L'article de Jacques Morice[11] dans Télérama à la sortie du film tient aussi compte de ce « buzz » puisqu'il débute par ces mots « “T'emballe pas trop, hein, vas-y mollo sur Mods, c'est bien mais c'est quand même petit petit”, tempère mon boss. Il n'a pas tort, et pourtant il y a de quoi bondir de joie : un an après La Bande du drugstore et sa morgue désenchantée, le dandysme musical fait de nouveau des siennes. » Le petit Ulysse qui indique l'avis de ce magazine sur le film n'est ni attristé ni souriant, c'est donc une note moyenne qui lui est donnée. L'article souligne certains points forts du film : les dialogues, en particulier les insultes (« « C'est vraiment des chochottes ! », « Ah, quel plouc ! » ») et surtout les scènes dansées[11]. Il souligne le caractère atypique du film, parlant même de « (mini) séisme » : « une façon d'être moderne de manière légère, en se délestant de fardeaux (vraisemblance et convenance) et en raccourcissant tout (le film dure une heure). » Et il termine par « Mod, c'est cela : modern en abrégé. »

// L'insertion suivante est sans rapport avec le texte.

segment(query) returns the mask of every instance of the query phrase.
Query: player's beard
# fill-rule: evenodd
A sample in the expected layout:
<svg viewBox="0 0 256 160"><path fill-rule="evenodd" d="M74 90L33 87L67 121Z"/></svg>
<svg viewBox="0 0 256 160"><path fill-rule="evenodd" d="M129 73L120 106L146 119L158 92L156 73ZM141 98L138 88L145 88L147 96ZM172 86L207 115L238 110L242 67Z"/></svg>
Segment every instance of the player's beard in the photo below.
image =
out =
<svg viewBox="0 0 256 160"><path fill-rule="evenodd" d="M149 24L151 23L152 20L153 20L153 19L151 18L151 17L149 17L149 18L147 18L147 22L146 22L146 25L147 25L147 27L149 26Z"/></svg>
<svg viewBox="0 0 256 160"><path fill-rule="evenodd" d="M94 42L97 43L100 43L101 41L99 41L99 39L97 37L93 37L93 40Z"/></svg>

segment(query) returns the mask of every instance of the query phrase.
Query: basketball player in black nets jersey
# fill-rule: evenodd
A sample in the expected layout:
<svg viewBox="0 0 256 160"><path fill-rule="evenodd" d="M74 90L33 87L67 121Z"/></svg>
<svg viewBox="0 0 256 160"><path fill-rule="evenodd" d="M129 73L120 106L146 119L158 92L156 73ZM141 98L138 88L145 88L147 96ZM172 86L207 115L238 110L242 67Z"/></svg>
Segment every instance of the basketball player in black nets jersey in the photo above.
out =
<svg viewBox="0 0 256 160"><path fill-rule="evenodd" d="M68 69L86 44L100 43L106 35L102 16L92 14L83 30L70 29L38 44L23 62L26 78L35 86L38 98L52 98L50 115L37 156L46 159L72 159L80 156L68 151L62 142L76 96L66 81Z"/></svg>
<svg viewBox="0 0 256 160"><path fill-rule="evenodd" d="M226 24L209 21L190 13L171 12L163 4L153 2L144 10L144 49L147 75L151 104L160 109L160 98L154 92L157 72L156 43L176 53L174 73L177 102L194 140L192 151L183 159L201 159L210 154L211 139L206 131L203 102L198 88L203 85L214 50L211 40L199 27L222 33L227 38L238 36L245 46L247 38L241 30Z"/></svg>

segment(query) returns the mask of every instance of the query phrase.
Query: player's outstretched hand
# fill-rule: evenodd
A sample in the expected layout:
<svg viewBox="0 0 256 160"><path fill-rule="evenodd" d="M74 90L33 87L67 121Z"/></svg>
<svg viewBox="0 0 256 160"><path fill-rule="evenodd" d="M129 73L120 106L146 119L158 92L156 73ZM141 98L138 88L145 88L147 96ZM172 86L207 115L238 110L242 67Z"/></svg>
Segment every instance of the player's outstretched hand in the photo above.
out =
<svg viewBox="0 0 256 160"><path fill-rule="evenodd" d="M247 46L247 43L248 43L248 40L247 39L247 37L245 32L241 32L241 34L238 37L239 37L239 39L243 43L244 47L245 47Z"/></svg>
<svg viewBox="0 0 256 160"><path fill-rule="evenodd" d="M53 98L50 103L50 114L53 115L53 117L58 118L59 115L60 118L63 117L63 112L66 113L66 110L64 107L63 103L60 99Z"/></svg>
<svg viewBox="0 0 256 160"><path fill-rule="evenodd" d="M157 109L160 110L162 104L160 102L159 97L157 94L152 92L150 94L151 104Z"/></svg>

Cette « modernité » n'est pas du goût du magazine Le Point qui trouve le film représentatif d'un jeune cinéma d'auteur trop radical[12] tandis que pour Zurban ce film ambitieux n'est pas assez incarné[13].

Les Inrockuptibles consacrent un article à la sortie en salles du film et un autre à sa première diffusion sur Arte. Dans ce dernier[10], Olivier Nicklaus critique le snobisme consistant à encenser ce film : « Qu’est-ce qui est le plus chic ? Adorer Mods, ou le trouver copieusement ennuyeux ? Rire décalé ou ronfler snob ? Enthousiasme conceptuel ou pose dandy ? Mods ou snobs [10]? ». Il critique la raideur des acteurs « articulant hiératiquement leurs répliques » et explique que « l’avalanche de clins d’œil, du complot rivettien à la figure de la répétition chère à Eustache, du punk sixties au roman balzacien, donne le sentiment que le film est moins libre qu’il n’y paraît au premier abord. La figure de la boucle (...), dans laquelle certains ont lu le surplace de l’adolescence, peut aussi provoquer un profond sommeil[10]. »

Olivier Nicklaus fait dans cette dernière phrase référence à l'article d'Amélie Dubois lors de la sortie en salles du film[14], dans les mêmes Inrockuptibles. Cet article loue au contraire la poésie particulière du film :« une sorte de poétique des rayures, brillante expression de l’incontournable romantisme adolescent, Bozon réussissant à placer ce mal de vivre là où il se doit d’être : aussi bien à l’intérieur qu’au-delà des modes. »

Le site Chronic'art est également enthousiaste, mettant au film la note de 5/5 et soulignant son aspect original et intemporel « mais qui s’inscrit doucement dans le creux immémorial du sentiment[15]. » Le Monde écrit « sous ses allures réjouissantes de petite comédie morale aux mécanismes antinaturalistes, relève d'une volonté exigeante et légère à la fois. C'est bien pour cela qu'on l'aime beaucoup[13]. »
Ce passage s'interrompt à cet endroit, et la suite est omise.